Median neuropathy has various causes. There are contributory factors related with the occurrence of this condition such as pregnancy, endocrine disorders (See: hypothyroidism symptoms and diabetes mellitus), Wrist pain injury or fracture, rheumatoid arthritis (other diseases that cause the swelling of the wrist), and alcoholism.

This syndrome is very rare in young ones. The correlation between carpal tunnel syndrome and work is uncertain. Situation of excessive wrist extension and flexion are known to augment the carpal tunnel pressures and apply pressure located inside the median nerve. Duration, frequency, and intensity of work activity and the patient’s relationship to this disease are still not known. Some physicians believe that movements may lead to the progression of this syndrome to some extent.

What are the Carpal Tunnel Syndrome Symptoms?

The following are carpal tunnel syndrome symptoms. A person can still have this condition even if you have only some symptoms mentioned below.

• Numbness, tingiling sensation, and pain (typically a burning-like pain) in the middle, index, and thumb fingers

• Radiating pain, tingling sensation, or numbness, which can heave to the arms to the elbows (See: Elbow pain)

• Hand weakness

• Dropping of items

• Difficulty handling and feeling small items

Manifestations are typically worse during night time and are sometimes momentarily relieved by moving the hands or shaking it out.

How to Diagnose this Disease?

The diagnosis of this disease is alleged based on the manifestations and the allocation of numbness of the hand. Assessment of the elbow, shoulder, reflexes, and pulses can be done to rule out other diseases that can imitate median neuropathy. The wrist of the patient may be assessed for warmth, swelling, deformity, discoloration, and tenderness. Sometimes pattering the front portion of the wrist can create a tingling sensation in the hand. This tingling sensation is identified as Tinel’s sign of this disease. Manifestations may also at times created by the physician by flexing the wrist forward, called as Phalen’s maneuver.

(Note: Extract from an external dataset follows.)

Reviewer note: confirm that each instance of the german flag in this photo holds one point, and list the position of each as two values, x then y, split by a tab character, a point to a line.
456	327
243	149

Detecting this disease is powerfully suggested when a NCV or nerve conduction velocity test result is irregular. This test includes the measuring the electrical impulses’ rate of speed as they pass through a nerve. In this condition, the impulses slow as it cross all the way through the carpal canal. EMG or electromyogram, an assessment of muscles in different extremities, is sometimes done to rule out or diagnose other diseases that may mimic median neuropathy. Blood tests can be done to discover medical diseases related with this disease. These tests involve complete blood counts, protein analysis, thyroid hormone levels, and blood sugar analysis. X-ray tests of the hand and wrist may as well be useful to identify irregularities of the joints and bones of the wrist.

What are the Treatments for this Syndrome?

The suggested treatment for this condition relies on the severity of manifestations and any underlying condition that may be causing the manifestations.

Preliminary management typically includes splinting the wrist to immobilize it, rest, and intermittently ice application. Those whose professions are worsening the median neuropathy symptoms must modify their actions. These actions, along with range of motion, stretching exercise of both wrists, and periodic resting can actually avert the manifestations of carpal tunnel syndrome that are caused by recurring overuse of the wrists. Fractures will need orthopedic interventions. Obese patients will be recommended to reduce his weight. Rheumatoid arthritis is managed with interventions directed against arthritis. Swelling of the wrist that may be related with pregnancy relieves subsequent to the delivery of the newborn. Several forms of drugs have been utilized in the management of this disease. Pyridoxine or vitamin B6 has been accounted to resolve some manifestations of this condition, even though it is still not known how these drugs work.